O Brasil, como toda a América Latina, aparece aos olhos de todas estas potências ávidas de matéria-prima como um celeiro de recursos inesgotáveis, que uma eficiente mobilização industrial poderia aproveitar de um momento para outro. Enquanto só homens e canhões decidiam a guerra, o Brasil era uma pequena potência. Hoje em dia, porém, também os mantimentos são cartas decisivas no jogo do baralho. E estas cartas, o Brasil as tem nas suas jazidas de mineral e - talvez - de petróleo, no seu algodão facilmente transformável em pólvora, nos víveres que pode produzir e em mil coisas de idêntico valor. Hoje, pois, o Brasil é uma grande potência.

Por isto, tanto os Estados Unidos, quanto a Inglaterra, a França, o Japão e o eixo Roma-Berlim, tem aqui seus politicóides... de aluguel.

Fala-se muito no perigo japonês ou no perigo alemão decorrente da concentração de grossos núcleos coloniais daquelas nações em nosso território. O fato é que esse perigo seria irrisório e até ridículo se todos os nossos políticos fossem impermeáveis à influência estrangeira. Mas, infelizmente, tal não se dá. Por via bancária, e por mil outras vias, todas as potências tem em nossa política os seus “amigos” e, sem que seja possível denunciar documentadamente suas atividades, é fácil para alguém, que esteja familiarizado com os manejos da política, perceber suas manobras.

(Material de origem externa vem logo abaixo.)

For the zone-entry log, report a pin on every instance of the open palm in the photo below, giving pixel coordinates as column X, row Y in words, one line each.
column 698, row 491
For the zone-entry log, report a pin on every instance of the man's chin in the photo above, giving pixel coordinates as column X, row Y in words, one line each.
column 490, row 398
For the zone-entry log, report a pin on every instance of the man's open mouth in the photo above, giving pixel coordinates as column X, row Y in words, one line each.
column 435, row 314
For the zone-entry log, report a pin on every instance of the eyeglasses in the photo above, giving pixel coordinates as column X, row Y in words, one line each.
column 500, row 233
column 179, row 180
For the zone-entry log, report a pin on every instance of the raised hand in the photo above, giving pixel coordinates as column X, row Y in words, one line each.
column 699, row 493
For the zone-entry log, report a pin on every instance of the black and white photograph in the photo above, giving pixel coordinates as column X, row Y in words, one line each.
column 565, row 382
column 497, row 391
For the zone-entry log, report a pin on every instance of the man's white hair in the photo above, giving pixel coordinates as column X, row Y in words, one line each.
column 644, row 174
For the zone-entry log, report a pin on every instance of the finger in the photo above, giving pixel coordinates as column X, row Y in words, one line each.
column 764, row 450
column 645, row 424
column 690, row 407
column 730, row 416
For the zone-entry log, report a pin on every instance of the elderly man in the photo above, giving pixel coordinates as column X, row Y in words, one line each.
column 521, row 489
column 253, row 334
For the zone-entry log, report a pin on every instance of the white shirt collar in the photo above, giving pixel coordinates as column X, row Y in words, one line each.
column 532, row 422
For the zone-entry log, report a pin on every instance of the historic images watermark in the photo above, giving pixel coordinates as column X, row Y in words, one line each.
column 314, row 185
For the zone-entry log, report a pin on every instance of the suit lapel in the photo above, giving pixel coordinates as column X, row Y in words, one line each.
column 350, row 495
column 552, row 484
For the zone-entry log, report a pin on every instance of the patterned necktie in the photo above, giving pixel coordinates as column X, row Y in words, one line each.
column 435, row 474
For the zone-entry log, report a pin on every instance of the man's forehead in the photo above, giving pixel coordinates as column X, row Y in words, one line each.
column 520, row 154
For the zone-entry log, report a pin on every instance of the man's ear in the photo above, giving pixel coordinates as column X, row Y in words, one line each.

Enquanto por meio de seus “agentes” as potências disputam a hegemonia no Brasil, este vai tomando suas precauções para um caso de guerra. Assim, foi nomeada pelo Sr. Ministro da Guerra uma comissão para estudar o aproveitamento de nossa indústria em caso de guerra, e vai ser construída uma estrada de ferro ligando São Paulo a Belo Horizonte, com fins militares para caso de guerra estrangeira, como declarou em entrevista ao “Diário de São Paulo” um ilustre engenheiro de nossa terra. E, ao mesmo tempo, fala-se em aumentar grandemente nosso efetivo de guerra.

E, à vista de tudo isto, o que devemos querer? O que devemos fazer?

Nosso desejo é de que o Brasil conserve sua independência, sacudindo com invariável altivez qualquer jugo que se lhe queira sobrepor, seja ele “made in Germany”, “made in England” ou “made in U.S.A.”. É prematuro dizer-se se, na hipótese de uma conflagração mundial, o Brasil se deverá abster ou não. Economicamente, e por mil outras razões, a abstenção é desejável. Mas se os interesses da Igreja e da civilização estiverem empenhadas na luta, o Brasil não poderá faltar à sua vocação histórica de grande nação católica.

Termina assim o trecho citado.